= Wang Pinxian =

Chinese marine geologist

Wang Pinxian (汪品先; born 14 November 1936 in Suzhou, Jiangsu) is a Chinese marine geologist. He is an academician of the Chinese Academy of Sciences.

==Biography==
Wang obtained his degree in geology from Moscow State University of the Soviet Union in 1960, and taught at East China Normal University in Shanghai afterwards. In 1972, when the Marine Geology department of East China Normal University merged into Tongji University, Wang was transferred to Tongji.

He was elected a member of the Chinese Academy of Sciences (CAS) in 1991. He was vice president of the International Scientific Committee for Ocean Research (SCOR), 1994–1998. He has served as vice chairman of the Division of Earth Sciences of CAS, president of the Chinese Committee on Ocean Research and vice president of Oceanological and Limnological Society of China.

He has been engaged in research on marine micropaleontology and evolution of its environmental pattern for decades and has made creative contributions to the development of marine geology in China. He started the research on the burial of microfossils in China and has developed the research on paleoceanography considerably.

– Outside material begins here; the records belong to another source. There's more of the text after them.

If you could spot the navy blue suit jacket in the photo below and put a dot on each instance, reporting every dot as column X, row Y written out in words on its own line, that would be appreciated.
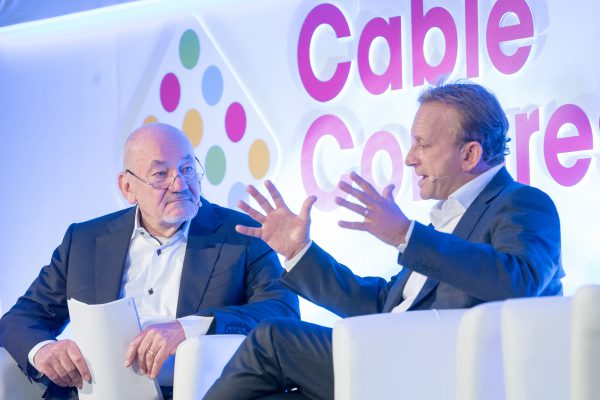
column 225, row 274
column 507, row 244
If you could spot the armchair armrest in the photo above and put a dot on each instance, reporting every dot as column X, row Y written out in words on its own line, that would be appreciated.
column 536, row 334
column 479, row 363
column 585, row 344
column 384, row 355
column 199, row 361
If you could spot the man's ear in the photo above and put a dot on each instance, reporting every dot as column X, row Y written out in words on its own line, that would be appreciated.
column 471, row 155
column 126, row 188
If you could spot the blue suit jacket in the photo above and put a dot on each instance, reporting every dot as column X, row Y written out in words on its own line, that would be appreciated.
column 507, row 244
column 225, row 274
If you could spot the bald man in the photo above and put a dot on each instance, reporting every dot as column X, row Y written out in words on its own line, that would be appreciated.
column 177, row 255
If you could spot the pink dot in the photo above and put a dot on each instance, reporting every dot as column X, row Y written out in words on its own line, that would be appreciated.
column 235, row 122
column 170, row 92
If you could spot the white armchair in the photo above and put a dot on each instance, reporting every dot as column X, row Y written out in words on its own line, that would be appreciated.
column 437, row 354
column 384, row 356
column 198, row 363
column 551, row 346
column 536, row 335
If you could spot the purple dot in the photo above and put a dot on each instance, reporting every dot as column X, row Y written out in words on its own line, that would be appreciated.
column 170, row 92
column 235, row 122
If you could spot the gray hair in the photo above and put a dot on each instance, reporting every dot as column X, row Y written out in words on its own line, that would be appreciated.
column 482, row 117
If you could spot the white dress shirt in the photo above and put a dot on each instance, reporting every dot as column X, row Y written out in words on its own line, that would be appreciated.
column 444, row 215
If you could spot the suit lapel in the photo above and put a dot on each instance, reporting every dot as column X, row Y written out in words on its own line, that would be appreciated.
column 202, row 251
column 475, row 211
column 395, row 295
column 469, row 220
column 111, row 253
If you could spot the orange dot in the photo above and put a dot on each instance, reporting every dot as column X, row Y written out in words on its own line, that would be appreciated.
column 192, row 126
column 258, row 159
column 150, row 119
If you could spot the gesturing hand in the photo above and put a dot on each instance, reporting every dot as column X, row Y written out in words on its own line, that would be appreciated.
column 153, row 346
column 63, row 363
column 382, row 217
column 284, row 231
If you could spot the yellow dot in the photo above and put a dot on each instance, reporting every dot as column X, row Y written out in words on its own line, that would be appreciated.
column 150, row 119
column 192, row 126
column 258, row 159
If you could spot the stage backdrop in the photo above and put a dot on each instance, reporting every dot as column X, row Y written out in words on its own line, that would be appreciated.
column 299, row 92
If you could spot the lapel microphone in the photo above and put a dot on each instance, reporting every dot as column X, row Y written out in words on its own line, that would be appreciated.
column 434, row 178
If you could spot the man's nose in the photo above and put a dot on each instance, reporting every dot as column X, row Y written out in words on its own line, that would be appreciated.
column 178, row 185
column 410, row 160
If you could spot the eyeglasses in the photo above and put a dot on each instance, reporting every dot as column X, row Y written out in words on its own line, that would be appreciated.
column 160, row 180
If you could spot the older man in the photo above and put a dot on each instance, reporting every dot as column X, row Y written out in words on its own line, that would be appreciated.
column 492, row 238
column 175, row 253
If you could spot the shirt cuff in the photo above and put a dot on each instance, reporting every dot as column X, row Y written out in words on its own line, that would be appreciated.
column 291, row 263
column 402, row 246
column 33, row 352
column 195, row 325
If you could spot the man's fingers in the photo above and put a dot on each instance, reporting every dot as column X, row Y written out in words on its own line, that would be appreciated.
column 158, row 361
column 79, row 362
column 307, row 206
column 350, row 206
column 364, row 185
column 388, row 192
column 275, row 195
column 260, row 199
column 132, row 350
column 59, row 375
column 249, row 231
column 258, row 217
column 356, row 193
column 357, row 226
column 69, row 372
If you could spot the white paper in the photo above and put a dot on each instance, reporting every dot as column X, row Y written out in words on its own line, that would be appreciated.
column 103, row 333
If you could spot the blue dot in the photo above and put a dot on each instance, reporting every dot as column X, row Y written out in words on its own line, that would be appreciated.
column 212, row 85
column 237, row 193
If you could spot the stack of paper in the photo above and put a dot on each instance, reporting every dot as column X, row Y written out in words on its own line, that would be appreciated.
column 103, row 333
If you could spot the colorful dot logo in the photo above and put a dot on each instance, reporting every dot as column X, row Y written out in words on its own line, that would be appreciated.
column 198, row 93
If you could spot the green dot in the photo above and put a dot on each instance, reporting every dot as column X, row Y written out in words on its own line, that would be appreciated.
column 215, row 165
column 189, row 49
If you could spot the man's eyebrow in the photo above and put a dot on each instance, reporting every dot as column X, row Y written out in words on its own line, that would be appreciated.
column 159, row 163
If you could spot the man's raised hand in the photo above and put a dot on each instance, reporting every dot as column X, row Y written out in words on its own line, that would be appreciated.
column 284, row 231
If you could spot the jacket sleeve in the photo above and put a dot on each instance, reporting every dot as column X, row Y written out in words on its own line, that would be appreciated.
column 319, row 278
column 41, row 313
column 264, row 295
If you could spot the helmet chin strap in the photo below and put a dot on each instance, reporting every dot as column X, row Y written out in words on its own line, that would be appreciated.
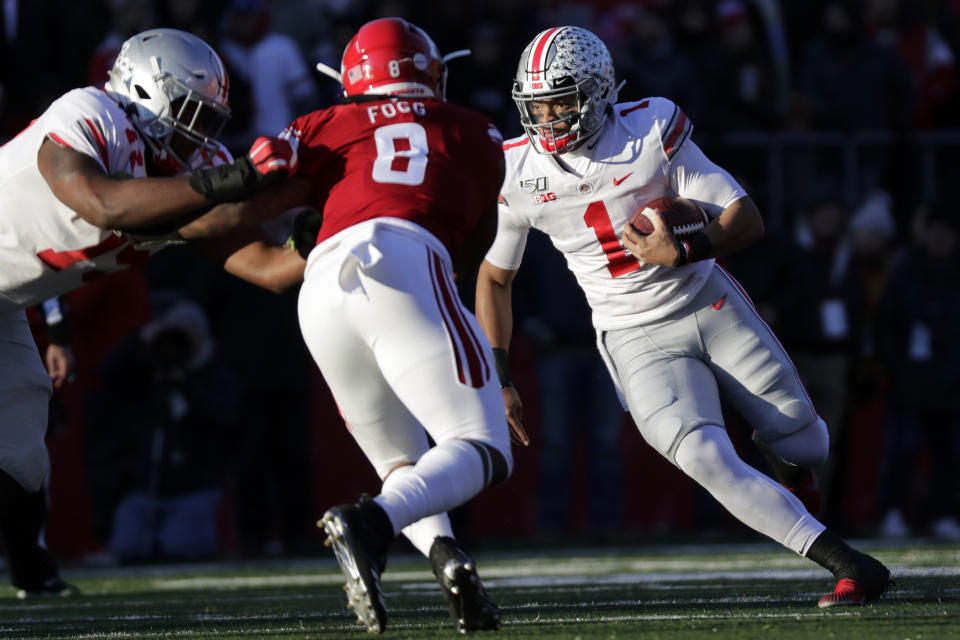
column 329, row 72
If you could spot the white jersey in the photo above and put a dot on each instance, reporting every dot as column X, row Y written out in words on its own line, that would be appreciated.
column 643, row 152
column 46, row 249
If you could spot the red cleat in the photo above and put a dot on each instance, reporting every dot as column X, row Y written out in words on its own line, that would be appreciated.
column 850, row 592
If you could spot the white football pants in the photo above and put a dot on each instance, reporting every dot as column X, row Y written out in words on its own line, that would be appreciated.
column 25, row 391
column 403, row 357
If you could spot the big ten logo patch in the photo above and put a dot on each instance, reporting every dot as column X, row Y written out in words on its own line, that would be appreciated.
column 540, row 198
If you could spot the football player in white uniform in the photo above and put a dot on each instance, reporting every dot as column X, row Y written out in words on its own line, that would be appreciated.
column 159, row 114
column 675, row 329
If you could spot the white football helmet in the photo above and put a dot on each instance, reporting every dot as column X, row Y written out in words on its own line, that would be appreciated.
column 560, row 62
column 172, row 82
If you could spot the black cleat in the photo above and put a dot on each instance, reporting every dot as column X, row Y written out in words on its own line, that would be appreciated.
column 470, row 606
column 799, row 481
column 54, row 587
column 359, row 540
column 867, row 582
column 861, row 577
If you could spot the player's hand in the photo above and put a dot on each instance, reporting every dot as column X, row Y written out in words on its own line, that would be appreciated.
column 660, row 247
column 272, row 157
column 60, row 364
column 268, row 160
column 514, row 409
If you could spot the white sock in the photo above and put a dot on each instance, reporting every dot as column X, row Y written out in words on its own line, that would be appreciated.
column 708, row 456
column 444, row 477
column 422, row 532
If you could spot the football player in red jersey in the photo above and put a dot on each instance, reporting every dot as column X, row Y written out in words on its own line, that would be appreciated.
column 407, row 185
column 59, row 208
column 674, row 328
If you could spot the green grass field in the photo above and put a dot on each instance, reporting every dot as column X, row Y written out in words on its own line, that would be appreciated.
column 697, row 591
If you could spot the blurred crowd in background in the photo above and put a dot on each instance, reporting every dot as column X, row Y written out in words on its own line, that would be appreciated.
column 197, row 425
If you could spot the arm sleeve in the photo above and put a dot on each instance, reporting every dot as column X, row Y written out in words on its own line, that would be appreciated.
column 694, row 176
column 80, row 123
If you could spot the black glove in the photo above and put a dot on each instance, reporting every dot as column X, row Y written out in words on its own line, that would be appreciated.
column 268, row 159
column 144, row 238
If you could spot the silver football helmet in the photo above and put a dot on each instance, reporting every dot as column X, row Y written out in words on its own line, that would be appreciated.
column 565, row 62
column 171, row 82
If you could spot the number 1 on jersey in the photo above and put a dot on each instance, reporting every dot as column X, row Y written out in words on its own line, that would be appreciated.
column 618, row 262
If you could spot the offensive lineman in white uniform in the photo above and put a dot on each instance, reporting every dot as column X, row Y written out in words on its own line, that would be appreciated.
column 674, row 328
column 167, row 97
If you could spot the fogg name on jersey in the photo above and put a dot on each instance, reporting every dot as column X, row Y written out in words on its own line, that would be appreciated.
column 392, row 108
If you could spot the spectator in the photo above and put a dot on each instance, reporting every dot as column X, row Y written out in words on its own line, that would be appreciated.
column 271, row 82
column 850, row 81
column 741, row 69
column 659, row 67
column 918, row 344
column 127, row 17
column 168, row 404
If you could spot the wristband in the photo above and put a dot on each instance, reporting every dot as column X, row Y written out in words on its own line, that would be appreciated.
column 693, row 248
column 502, row 363
column 683, row 254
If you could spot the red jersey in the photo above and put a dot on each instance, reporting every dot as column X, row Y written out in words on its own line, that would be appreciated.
column 430, row 162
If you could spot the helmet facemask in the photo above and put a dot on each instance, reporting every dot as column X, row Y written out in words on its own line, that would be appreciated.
column 174, row 88
column 191, row 116
column 582, row 121
column 571, row 63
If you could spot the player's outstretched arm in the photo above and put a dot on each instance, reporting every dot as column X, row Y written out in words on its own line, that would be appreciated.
column 261, row 207
column 249, row 255
column 737, row 227
column 79, row 182
column 495, row 315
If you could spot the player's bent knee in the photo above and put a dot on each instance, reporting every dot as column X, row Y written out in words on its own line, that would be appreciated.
column 704, row 454
column 806, row 447
column 497, row 463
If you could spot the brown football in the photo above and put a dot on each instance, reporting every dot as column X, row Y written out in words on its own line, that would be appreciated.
column 681, row 215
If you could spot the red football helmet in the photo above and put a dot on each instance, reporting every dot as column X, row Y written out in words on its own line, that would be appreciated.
column 391, row 57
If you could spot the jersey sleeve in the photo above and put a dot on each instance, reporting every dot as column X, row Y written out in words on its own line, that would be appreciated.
column 673, row 125
column 303, row 135
column 84, row 125
column 506, row 251
column 694, row 176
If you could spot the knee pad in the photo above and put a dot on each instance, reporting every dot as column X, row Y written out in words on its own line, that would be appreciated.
column 497, row 464
column 806, row 447
column 705, row 454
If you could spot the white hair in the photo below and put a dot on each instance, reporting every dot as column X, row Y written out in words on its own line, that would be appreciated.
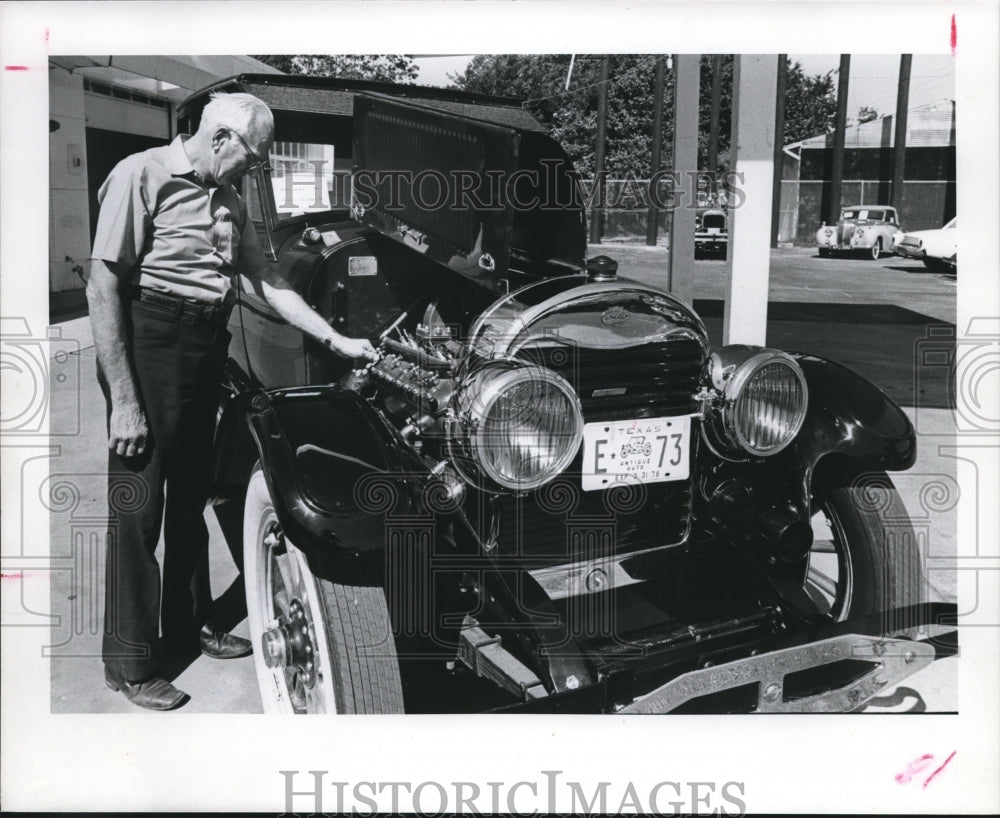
column 243, row 113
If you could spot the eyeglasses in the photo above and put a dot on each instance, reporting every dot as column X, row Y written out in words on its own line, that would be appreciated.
column 256, row 163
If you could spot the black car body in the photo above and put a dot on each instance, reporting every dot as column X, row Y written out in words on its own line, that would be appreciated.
column 549, row 493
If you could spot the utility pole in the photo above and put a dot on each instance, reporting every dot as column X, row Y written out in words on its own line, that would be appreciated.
column 713, row 130
column 653, row 215
column 779, row 143
column 837, row 173
column 899, row 142
column 597, row 207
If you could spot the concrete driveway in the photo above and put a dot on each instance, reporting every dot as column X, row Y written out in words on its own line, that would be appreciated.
column 877, row 317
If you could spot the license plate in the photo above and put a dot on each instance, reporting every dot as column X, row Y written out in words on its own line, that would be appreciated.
column 651, row 450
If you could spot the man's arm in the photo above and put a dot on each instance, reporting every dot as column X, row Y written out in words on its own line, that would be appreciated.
column 129, row 427
column 293, row 308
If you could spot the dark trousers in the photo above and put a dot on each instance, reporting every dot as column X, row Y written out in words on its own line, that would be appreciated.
column 179, row 368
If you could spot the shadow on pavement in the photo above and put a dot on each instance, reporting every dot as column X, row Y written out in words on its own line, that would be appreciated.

He was awarded a number of prizes including the National Natural Science Prize and the Ho Leung Ho Lee Prize. His research entitled Distribution of Calcareous Microfossils in the China Seas and its Paleenvironmental Significance won the first prize for the Advancement of Science and Technology awarded by the former State Education Commission and the fourth place for the National Natural Science Award.

His research on Dynamic Progression and Development Trend of the Evolution of Environment in the last 150,000 years in Drought and Semi-drought Areas won the first prize for the Advancement of Science and Technology awarded by Chinese Academy of Science in 1998. In 2007, he was awarded the Milutin Milankovic Medal by the European Geosciences Union.